Wednesday, October 29, 2008

The Beginning of the End tells the story of two Obama supporters who were nearly assaulted for showing up at a McCain rally in Florida.

"I had a guy tell me he was gonna kill me," reported one of the men.
This has gotten out of hand. The point that Bill Bishop has been making over at The Big Sort, that we are separating ourselves into mutually exclusive groups, is becoming more and more apparent.
"We read apart, live apart, watch apart, blog apart, and drive apart; we are one country that lacks any shared experiences or, it seems, common purpose."
Bill Bishop

"A house divided against itself cannot stand."
Abraham Lincoln, 1858
Lincoln, however, did not expect the Union to be dissolved - the house wasn't going to fall. He understood that one side or the other would prevail, and that, in effect, a monoculture would come into effect. It took a war, but the culture of slaveholding was extinguished, and the United States became a Free nation.

Will today's Liberals and Conservatives wage war to eliminate their opposition? And if they don't, how will we return to shared experience or a common purpose? A war with outsiders has never, despite what some people have said, brought this about. During the Second World War, European Axis prisoners of was routinely received better treatment than did black soldiers, or Japanese-American citizens, at the hands of the United States. The war against Communism in Veit Nam seemed to do little or nothing to make us into a single society, accepting of all its members. And a woeful lack of trained speakers of Arabic to help wage the War on Terror didn't keep the military from expelling homosexuals with required skills.

I don't claim to have a spectacular imagination, but I don't know what else would work. As the partisan atmosphere becomes more and more toxic (as people simply recirculate their own air more and more), we've moved beyond looking for solutions to simply looking to assign blame. While it is important to understand the conditions that brought us to the point where we are now, the public floggings of the people who nurtured those conditions (while it may be satisfying) does nothing to change those conditions. We are reaching a point where partisan bickering will take us to a point where we beat each other with fiddles while our home burns around us.

Anyone who has ever attempted to get a quarter-dozen people to agree on all the toppings for a pizza understands the impossible task that lies before anyone who would attempt to forge 300,000,000+ people into a single cultural entity.
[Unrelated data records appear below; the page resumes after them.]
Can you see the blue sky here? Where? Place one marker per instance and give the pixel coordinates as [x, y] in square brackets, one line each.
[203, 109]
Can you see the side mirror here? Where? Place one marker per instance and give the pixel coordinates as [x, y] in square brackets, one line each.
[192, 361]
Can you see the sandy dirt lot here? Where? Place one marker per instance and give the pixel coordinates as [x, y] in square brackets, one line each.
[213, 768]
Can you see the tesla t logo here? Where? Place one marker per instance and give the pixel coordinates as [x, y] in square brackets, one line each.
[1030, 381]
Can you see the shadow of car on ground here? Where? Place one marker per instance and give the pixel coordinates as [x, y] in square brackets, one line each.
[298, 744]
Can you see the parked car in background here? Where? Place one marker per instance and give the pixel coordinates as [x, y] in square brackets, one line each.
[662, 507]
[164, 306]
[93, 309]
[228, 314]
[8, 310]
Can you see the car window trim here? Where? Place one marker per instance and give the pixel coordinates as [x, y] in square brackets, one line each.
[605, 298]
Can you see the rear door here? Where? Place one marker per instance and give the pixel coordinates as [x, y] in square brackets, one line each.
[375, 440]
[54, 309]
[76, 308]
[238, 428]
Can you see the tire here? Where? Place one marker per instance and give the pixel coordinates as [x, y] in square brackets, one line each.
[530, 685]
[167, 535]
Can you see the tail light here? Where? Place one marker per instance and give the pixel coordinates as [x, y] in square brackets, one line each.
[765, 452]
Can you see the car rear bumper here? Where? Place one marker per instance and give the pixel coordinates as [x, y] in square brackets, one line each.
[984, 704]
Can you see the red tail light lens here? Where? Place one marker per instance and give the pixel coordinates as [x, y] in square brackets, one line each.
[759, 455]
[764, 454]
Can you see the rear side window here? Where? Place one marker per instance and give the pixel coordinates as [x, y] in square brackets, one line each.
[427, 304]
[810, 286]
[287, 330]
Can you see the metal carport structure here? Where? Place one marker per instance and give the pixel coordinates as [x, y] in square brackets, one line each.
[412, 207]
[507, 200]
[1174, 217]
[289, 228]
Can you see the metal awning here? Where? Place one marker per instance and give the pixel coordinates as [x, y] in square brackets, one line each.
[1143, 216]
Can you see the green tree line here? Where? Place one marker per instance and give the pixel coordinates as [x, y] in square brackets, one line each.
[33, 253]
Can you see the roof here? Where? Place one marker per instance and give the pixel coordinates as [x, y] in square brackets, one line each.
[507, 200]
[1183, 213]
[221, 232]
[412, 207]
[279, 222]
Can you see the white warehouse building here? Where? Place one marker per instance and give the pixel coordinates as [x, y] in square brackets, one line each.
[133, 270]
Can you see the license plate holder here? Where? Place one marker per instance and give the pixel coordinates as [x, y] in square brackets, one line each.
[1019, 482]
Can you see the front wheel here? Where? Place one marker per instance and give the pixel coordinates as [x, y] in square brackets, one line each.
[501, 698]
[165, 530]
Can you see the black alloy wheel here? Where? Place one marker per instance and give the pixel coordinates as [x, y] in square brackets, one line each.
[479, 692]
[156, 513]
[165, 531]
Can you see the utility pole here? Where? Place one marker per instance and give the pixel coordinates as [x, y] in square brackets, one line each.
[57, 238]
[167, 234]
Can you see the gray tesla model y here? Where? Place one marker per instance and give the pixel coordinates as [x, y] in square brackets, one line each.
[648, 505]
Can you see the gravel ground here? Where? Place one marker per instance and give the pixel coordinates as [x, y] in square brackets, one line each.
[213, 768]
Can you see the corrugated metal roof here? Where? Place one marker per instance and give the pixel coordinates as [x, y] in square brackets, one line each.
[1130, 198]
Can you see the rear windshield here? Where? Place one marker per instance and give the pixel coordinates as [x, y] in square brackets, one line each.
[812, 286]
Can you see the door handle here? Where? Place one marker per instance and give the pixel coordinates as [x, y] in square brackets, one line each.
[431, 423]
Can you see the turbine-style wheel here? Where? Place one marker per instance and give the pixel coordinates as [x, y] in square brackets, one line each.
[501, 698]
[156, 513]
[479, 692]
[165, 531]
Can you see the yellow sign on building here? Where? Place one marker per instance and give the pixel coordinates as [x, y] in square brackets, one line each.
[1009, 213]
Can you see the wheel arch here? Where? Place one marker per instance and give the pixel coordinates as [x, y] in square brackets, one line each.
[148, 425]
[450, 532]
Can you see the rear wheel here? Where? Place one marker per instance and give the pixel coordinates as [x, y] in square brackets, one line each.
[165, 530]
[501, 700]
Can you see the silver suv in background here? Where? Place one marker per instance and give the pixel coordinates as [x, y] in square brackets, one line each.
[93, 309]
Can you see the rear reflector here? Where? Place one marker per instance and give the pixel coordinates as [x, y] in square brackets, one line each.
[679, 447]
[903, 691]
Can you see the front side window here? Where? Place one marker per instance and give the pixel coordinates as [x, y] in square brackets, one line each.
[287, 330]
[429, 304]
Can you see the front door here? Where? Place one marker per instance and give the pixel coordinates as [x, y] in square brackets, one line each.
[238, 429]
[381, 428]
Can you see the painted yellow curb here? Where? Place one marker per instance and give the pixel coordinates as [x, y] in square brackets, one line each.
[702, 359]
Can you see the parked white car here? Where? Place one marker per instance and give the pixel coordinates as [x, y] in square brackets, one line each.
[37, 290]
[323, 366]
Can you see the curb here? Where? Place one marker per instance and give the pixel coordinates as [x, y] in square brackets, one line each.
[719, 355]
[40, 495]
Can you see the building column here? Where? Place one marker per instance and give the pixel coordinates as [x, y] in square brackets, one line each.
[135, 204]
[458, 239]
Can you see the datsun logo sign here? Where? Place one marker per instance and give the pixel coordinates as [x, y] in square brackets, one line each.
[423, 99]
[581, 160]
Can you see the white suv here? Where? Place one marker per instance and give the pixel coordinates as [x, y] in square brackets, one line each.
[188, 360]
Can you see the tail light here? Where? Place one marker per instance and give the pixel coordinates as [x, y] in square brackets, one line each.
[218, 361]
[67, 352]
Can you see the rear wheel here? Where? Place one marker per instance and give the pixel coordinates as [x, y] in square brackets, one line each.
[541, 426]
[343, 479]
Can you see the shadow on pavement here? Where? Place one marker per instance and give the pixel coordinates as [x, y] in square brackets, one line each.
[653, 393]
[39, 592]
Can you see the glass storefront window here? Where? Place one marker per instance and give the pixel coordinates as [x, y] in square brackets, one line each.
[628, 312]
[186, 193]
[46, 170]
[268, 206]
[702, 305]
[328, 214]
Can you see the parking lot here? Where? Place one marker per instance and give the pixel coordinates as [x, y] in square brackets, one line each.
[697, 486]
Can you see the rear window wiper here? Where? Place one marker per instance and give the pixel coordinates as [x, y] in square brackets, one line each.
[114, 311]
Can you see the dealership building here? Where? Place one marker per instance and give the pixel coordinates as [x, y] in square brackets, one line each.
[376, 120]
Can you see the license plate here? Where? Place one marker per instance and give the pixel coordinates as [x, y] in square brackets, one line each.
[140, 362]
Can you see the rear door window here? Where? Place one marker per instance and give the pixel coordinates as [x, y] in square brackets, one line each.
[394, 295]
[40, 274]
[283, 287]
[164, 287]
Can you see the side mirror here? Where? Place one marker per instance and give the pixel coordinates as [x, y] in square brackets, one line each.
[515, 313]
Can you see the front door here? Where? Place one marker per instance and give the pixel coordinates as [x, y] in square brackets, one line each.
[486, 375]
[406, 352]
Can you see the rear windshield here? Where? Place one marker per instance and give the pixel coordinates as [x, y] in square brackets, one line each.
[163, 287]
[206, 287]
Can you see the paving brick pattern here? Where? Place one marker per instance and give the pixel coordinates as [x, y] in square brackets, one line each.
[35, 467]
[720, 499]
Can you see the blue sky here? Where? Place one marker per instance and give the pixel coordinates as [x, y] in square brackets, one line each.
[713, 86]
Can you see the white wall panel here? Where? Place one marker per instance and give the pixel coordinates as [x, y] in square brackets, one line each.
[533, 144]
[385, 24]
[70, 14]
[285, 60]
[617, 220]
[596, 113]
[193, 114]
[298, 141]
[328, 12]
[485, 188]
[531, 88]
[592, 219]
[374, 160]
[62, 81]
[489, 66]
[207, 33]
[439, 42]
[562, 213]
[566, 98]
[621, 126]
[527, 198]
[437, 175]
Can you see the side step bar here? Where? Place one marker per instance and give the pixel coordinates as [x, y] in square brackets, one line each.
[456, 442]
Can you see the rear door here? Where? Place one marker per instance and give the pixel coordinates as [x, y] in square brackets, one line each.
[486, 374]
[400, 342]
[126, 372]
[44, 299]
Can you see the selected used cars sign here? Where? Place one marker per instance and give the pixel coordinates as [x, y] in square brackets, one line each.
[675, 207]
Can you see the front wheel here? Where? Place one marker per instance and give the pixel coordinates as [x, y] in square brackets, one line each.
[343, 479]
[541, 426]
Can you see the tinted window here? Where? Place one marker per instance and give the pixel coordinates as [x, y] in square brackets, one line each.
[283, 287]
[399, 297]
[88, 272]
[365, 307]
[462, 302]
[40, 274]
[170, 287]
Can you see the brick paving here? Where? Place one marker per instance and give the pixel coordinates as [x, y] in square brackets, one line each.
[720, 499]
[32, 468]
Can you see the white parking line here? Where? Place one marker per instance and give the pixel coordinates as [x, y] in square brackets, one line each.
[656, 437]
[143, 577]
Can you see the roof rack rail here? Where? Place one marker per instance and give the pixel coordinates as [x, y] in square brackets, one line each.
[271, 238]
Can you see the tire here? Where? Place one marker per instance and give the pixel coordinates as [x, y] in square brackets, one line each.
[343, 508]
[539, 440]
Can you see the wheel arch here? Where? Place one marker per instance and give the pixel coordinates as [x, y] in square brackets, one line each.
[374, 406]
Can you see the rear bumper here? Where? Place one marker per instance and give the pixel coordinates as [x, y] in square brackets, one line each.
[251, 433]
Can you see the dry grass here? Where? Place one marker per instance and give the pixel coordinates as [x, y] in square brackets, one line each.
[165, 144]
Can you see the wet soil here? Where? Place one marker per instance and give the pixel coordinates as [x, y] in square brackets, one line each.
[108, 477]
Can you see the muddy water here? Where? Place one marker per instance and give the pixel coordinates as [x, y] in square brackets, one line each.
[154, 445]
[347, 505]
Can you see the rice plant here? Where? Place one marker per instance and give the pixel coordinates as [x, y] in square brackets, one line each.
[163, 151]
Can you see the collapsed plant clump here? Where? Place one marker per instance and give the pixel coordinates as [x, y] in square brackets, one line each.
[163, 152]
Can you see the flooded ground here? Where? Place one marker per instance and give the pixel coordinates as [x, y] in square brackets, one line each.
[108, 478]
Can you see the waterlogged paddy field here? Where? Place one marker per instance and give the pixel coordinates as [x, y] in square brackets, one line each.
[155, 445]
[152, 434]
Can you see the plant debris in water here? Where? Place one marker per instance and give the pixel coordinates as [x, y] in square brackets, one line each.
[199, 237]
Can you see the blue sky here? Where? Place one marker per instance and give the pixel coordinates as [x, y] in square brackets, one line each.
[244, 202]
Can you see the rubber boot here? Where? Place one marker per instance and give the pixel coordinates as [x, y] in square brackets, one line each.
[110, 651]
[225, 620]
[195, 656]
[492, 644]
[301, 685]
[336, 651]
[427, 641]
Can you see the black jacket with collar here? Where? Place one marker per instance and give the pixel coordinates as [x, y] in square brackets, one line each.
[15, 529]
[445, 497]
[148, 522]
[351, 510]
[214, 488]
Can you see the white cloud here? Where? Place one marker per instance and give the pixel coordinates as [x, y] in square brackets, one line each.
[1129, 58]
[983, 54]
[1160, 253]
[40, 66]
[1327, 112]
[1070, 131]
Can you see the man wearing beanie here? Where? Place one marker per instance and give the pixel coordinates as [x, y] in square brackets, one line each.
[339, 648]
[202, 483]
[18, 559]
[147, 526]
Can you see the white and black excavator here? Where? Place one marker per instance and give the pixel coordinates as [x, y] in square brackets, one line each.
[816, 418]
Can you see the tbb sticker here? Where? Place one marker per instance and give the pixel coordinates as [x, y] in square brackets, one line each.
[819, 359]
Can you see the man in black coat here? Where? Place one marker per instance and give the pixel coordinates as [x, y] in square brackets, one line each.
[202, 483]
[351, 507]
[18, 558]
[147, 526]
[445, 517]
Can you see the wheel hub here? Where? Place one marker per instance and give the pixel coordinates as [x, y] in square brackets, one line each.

In very real ways, our society is only as harmonious as it is because we stopped engaging with one another around many important issues.

If there is one thing that is a strike against both Senators McCain and Obama, it's that they didn't have the sense to walk away while they still could. I suspect that whichever of them wins, a year from now, they'll wish they hadn't. Senator Obama is likely to get some time to work with things - he's likely to have a Democratic Congress to back him up - in so far as a Congress run by Democrats can do anything in concert. But the Republicans aren't going to be content to wait out their exile in the political wilderness - sabotage will be the order of the day. You could make the point that even the most strident Republican would back a good idea that came from the other side - but once you've become convinced that simply the fact that it originated with the other side makes it a bad idea, monkeywrenching goes from being contrary to a sacred duty.

In the meantime, the house will become further divided against itself. And I expect that this time, it will fall.